2.5.5 Immunofluorescence staining of mouse macrophages mitochondria after co-treatment with BCG and celecoxib
Effect of celecoxib with/without BCG on mitochondria of Raw cells was also examined and since celecoxib shows toxicity at 30 and 40µM, those doses were considered with/without the combination of BCG at 5*106 CFU/ml (fig-11). Untreated cells were set as control and BCG treated cells were set as BCG control to compare the observation. Fig-11, shows the overlay of both immunofluorescently stained images of mitochondria and nuclei of Raw cells. Significant toxic effect of celecoxib can be seen at 40µM dose when compared to 30µM dose exhibiting reduction in cell number. However, prominent shrinkage in the nuclei size was seen after addition of celecoxib in BCG treated cells compared to BCG treatment alone.
Figure 11: Effect of celecoxib and BCG on mitochondrial staining on Raw cells. Immunofluorescent images of Raw cells after addition of celecoxib (30 and 40µM) with/without BCG (5*106 CFU/ml). Red fluorescence shows the mitochondrial staining using mitotracker red CMXRos probe and blue fluorescence represents the nuclei staining using DAPI mounting medium.

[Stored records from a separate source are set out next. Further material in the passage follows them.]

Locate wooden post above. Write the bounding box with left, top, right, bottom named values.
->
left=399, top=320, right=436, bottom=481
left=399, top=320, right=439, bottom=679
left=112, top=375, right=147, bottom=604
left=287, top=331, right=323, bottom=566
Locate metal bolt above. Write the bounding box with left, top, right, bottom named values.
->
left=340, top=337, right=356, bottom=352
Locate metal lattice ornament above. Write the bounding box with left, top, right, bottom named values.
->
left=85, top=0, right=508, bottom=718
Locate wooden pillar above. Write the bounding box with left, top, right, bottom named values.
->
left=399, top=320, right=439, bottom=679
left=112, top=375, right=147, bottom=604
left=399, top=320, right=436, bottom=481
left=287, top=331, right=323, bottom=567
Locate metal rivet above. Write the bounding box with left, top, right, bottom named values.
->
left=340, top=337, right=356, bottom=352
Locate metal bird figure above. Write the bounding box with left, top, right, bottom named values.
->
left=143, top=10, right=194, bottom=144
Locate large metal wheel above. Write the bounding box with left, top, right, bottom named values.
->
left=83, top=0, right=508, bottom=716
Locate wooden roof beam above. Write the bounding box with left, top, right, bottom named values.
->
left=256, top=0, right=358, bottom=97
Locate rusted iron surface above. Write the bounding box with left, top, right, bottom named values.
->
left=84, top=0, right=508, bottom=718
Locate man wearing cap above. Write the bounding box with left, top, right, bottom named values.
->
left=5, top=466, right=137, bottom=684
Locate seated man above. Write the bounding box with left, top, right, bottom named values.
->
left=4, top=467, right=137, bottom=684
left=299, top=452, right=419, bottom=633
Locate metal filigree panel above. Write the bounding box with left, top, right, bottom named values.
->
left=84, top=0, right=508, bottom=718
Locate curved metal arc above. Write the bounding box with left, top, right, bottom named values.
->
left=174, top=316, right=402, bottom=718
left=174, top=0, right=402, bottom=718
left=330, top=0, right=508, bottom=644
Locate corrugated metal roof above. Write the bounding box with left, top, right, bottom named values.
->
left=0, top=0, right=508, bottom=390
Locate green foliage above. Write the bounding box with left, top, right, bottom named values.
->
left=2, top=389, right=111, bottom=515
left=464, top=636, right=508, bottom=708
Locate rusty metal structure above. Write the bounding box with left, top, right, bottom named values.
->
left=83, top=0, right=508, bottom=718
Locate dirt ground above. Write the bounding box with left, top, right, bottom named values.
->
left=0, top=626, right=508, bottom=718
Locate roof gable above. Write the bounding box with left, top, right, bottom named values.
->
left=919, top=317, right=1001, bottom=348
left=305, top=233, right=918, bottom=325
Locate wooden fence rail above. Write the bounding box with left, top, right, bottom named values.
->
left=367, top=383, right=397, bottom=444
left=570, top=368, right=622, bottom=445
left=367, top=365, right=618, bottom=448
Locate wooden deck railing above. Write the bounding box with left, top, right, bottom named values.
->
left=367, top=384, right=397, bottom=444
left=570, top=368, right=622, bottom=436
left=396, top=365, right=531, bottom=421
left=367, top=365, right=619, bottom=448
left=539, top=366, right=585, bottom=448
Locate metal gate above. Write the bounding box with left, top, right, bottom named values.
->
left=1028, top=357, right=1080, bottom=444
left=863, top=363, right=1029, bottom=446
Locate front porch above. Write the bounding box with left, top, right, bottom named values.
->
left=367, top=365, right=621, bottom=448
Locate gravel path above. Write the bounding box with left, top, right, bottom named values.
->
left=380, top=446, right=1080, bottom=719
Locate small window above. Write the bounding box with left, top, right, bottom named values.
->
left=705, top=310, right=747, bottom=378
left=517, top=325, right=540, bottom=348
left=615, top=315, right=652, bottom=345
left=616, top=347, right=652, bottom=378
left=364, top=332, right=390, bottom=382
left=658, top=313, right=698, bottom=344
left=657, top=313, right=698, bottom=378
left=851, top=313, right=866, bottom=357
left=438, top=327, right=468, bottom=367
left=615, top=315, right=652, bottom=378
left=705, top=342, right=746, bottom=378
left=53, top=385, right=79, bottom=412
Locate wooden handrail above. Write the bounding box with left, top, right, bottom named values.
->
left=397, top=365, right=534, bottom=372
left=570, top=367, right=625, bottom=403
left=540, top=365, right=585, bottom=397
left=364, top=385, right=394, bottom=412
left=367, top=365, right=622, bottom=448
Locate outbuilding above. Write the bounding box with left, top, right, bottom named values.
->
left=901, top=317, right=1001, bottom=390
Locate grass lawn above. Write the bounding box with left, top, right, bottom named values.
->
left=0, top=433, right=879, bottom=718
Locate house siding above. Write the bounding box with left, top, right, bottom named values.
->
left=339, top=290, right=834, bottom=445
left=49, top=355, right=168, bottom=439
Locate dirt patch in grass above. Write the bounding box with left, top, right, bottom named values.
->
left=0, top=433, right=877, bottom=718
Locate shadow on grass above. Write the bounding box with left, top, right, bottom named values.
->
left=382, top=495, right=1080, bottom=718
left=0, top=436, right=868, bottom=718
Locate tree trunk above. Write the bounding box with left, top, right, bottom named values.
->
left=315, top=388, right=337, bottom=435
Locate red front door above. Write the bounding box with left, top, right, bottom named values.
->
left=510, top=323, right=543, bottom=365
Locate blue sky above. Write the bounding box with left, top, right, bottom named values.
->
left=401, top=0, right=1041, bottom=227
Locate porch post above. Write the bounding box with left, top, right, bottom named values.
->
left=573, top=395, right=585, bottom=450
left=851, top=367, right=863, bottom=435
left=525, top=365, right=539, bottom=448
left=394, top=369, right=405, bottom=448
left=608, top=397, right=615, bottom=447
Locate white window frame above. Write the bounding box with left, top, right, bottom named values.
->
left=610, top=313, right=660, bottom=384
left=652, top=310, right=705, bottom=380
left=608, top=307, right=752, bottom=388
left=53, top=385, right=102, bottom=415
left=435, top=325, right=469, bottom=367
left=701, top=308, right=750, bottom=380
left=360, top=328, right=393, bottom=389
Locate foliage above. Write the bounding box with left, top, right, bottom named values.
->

Furthermore, immunofluorescent staining was also performed to examine whether BCG induces COX-2 or not. Cells with/without BCG (5*106 CFU/ml) were initially stained with mitochondria red CMXros probe followed by addition of COX-2 antibody and secondary antibody. As shown in fig-12, prominent expression of COX-2 is seen in the BCG treated raw cells when compared to untreated cells.
Figure 12: BCG-treatment induces COX-2 in Raw cells. Red fluorescence indicates the mitochondrial staining of raw cells using mitotracker red CMXros. Green fluorescence indicates the COX-2 expression in mitochondria after addition of BCG and yellow denotes the co-staining in overlay.
In this study, the effect of COX-2 inhibition on NO release of BCG-treated macrophages was investigated. COX-2 inhibition shows a dual response on the NO release of BCG treated raw cells and this result suggest that COX-2 inhibition might follow both NO dependent/independent pathway in BCG-treated raw cells. Despite the fact that manufacturers call XTT assay as cell proliferation kit, our result shows that XTT assay only measures cell viability depending on mitochondrial activity of cells. Notably, BCG triggers mitochondrial activity in macrophages which appears as an increase in cell viability in the XTT assay even though we know that cells die. Interestingly even though BCG induces COX-2, when combined with celecoxib, a dose-dependent decrease in raw cell viability was observed which indicates high toxicity due to co-treatment. Celecoxib might also inhibit the formation of tumour growth in both COX-2 dependent and independent pathways since its action does not correlate with COX-2 inhibition always.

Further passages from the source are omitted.